Vasilije Mokranjac

Vasilije Mokranjac (1923–1984, Serbia) held degrees in piano (E. Hajek, 1948) and composition (S. Rajičić, 1951) from the Academy of Music in Belgrade. He taught at Josif Marinković (1948–52) and Mokranjac School of Music (1952–56). He was a professor of composition at the Academy of Music in Belgrade (1956–84) and a full member of the Serbian Academy of Sciences and Arts.

He began his creative work in composition by relying on classical foundations, but from the very beginning he viewed them with a romanticist sensibility, oriented toward themes of relating the individual to the collective principle, with a Beethovenian profile of symphonic thinking involving strongly pronounced dramatic conflicts, which came to the fore especially in his BA graduation piece, Dramatična uvertira (Dramatic Overture, 1950), as well as in early piano pieces and Sonata for Violin and Piano. Similar features are visible in his first three symphonies as well (1961, 1965, and 1967), Divertimento for strings, and Sinfonietta for strings, which he wrote already as a mature composer, expressing an increasingly clear affinity toward using sharpened means of expression (elements of dodecaphony and polytonality). A more modern sensibility is audible already in his early Fragments and Dances for the piano, reflected in his use of bitonality, neobaroque principles of cyclic construction, Scriabin’s mode, Bartókian lively movement, and reflections of jazz.

Mokranjac’s continued creative evolution may be traced in his works from the 1970s: Lirska poema (Lyrical Poem), Fourth and Fifth Symphonies, Koncertantna muzika (Musica concertante) for piano and orchestra, while the philosophic-conceptual circle of his strivings at the time was most clearly summed up in his piano work Odjeci (Echoes), by near consensus the most peculiar piano opus in all of Serbian music. In his final works, Poema (Poem) for piano, the cycle Preludijumi (Preludes) also for piano and the Prelude for solo clarinet, the composer offered a sort of recapitulation of his creative journey, once more confirming the creative act as one of intense confrontation with tradition, context, one’s own commotion and drama.

Intime (Intimacies), a piano suite (1973), was written during Mokranjac’s mature creative period, the same year as his best-known piano work – the suite Odjeci (Echoes).
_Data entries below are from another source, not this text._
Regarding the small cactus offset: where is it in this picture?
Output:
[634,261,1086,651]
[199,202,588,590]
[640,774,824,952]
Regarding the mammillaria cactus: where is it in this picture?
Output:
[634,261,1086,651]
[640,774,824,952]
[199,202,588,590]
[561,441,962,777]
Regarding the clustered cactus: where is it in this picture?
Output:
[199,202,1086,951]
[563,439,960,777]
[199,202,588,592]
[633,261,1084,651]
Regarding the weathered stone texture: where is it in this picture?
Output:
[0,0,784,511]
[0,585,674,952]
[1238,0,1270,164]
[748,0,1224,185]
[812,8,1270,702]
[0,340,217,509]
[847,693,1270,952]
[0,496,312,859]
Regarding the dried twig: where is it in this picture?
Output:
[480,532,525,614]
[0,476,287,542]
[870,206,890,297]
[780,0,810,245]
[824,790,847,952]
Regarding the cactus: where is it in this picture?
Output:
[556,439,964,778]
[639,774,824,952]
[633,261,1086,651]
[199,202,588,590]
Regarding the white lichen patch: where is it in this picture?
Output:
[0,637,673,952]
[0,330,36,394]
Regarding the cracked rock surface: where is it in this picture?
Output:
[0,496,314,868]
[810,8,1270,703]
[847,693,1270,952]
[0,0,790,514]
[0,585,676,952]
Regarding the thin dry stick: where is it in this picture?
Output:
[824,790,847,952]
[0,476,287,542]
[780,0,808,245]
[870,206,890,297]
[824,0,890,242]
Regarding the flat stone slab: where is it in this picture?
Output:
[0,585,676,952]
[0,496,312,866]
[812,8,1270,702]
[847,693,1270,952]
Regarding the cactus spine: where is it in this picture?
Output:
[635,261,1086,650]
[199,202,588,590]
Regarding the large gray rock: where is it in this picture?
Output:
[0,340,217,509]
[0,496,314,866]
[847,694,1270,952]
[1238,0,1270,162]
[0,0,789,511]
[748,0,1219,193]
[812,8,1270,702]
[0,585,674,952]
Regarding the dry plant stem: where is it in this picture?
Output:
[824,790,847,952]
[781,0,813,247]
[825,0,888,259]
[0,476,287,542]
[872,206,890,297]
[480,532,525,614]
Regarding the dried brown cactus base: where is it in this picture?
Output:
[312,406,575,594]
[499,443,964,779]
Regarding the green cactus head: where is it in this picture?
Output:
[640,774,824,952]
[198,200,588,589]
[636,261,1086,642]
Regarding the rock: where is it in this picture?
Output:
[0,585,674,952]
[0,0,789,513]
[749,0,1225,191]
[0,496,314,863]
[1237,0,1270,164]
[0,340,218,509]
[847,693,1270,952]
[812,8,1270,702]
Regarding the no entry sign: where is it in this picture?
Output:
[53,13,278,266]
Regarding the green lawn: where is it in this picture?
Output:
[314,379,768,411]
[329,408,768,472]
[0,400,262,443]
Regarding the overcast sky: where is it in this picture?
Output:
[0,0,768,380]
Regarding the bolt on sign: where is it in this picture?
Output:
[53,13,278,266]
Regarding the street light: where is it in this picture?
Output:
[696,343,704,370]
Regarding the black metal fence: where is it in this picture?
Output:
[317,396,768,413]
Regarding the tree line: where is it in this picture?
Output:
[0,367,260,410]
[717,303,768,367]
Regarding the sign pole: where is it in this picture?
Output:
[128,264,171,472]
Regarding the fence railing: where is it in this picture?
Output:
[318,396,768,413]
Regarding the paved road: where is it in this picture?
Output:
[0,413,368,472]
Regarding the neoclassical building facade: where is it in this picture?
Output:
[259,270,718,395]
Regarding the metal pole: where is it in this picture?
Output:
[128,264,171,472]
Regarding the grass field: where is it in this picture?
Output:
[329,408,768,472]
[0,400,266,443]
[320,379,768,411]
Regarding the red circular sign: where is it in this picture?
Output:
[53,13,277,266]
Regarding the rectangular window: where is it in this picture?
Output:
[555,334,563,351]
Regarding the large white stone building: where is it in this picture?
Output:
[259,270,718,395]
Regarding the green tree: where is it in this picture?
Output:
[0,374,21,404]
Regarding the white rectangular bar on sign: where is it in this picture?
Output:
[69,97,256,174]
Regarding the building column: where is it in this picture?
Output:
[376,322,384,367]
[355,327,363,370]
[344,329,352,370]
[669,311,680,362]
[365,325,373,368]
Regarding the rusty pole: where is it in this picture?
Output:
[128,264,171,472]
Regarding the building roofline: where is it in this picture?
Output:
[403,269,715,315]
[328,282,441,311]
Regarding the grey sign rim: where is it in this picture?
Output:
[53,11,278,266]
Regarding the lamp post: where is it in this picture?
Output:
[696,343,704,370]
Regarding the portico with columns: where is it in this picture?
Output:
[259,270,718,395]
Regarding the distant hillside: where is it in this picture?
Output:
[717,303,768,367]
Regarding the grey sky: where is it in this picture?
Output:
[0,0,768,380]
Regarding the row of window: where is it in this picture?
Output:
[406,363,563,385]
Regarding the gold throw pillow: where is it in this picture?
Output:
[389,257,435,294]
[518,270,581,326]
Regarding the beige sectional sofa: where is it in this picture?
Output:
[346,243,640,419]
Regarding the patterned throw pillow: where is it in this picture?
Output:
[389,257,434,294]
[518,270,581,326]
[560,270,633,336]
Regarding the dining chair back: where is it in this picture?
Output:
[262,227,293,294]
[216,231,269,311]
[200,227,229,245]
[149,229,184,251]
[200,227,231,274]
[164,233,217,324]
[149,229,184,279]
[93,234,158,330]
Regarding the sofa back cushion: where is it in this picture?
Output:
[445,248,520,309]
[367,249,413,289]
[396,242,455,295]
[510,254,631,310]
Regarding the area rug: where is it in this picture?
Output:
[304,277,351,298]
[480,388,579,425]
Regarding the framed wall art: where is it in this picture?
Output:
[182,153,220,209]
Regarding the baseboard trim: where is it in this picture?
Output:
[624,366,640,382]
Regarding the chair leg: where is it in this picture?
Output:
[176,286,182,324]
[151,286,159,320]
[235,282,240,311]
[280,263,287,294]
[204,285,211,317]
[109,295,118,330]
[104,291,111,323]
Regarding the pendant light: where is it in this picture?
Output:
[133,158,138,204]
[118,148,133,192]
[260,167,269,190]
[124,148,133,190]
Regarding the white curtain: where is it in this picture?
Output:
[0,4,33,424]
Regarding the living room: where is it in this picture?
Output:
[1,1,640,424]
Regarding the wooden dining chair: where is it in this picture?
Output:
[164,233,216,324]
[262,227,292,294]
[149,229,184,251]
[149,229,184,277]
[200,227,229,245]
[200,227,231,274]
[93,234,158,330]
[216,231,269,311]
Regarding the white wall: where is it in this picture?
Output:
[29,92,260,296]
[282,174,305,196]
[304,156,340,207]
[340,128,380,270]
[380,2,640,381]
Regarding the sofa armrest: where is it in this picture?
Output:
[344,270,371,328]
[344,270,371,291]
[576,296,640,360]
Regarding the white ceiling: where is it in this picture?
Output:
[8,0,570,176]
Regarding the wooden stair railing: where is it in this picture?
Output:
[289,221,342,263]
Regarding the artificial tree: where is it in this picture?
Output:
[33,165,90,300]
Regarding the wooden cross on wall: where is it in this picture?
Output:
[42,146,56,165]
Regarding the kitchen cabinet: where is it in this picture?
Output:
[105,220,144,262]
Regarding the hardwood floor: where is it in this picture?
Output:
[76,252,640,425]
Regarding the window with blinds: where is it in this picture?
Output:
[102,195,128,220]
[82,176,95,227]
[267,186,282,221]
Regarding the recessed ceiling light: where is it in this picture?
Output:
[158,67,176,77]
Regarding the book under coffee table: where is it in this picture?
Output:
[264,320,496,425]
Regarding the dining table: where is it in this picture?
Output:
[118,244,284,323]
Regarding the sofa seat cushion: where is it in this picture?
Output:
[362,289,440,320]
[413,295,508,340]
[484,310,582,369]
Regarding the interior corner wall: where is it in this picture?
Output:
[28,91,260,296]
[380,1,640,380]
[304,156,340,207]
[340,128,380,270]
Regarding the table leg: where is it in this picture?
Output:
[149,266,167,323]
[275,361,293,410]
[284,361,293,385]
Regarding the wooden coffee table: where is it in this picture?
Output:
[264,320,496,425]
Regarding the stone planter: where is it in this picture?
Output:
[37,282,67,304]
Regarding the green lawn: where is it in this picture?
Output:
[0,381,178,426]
This poem-suite in eight linked movements begins with music of an improvisatory character, like a prelude, based on the theme Voda zvira. The following three movements evoke Debussy. The excitement and ecstatic culmination of the second movement are calmed down in the third, leading to a definite restoration of serenity in the fourth. In the opening section of the fifth movement, the motive from the preceding movement, now forming the accompaniment in the bass, is alternated several times with a yearnful descending motive, which is followed by an even more profound change: by means of mighty chordal blocks and harsh rhythmic accents, the piece, thus far mostly lyrical in character, acquires a dramatic aspect, which, by the end, becomes tragic. In the sixth movement, one almost hears an echo from the past, due to its atmosphere similar to the monophony of Byzantian chant. In the final two movement, following a reminiscence of the obsessive energetic section from the fifth movement, this work, spanning a huge sonic and emotive range, at first intimate, meditative, and optimistic, grows into a terrifying drama. The musical idea presented in the final few bars of Intime is enigmatic, as was, for that matter, the personality of the composer himself.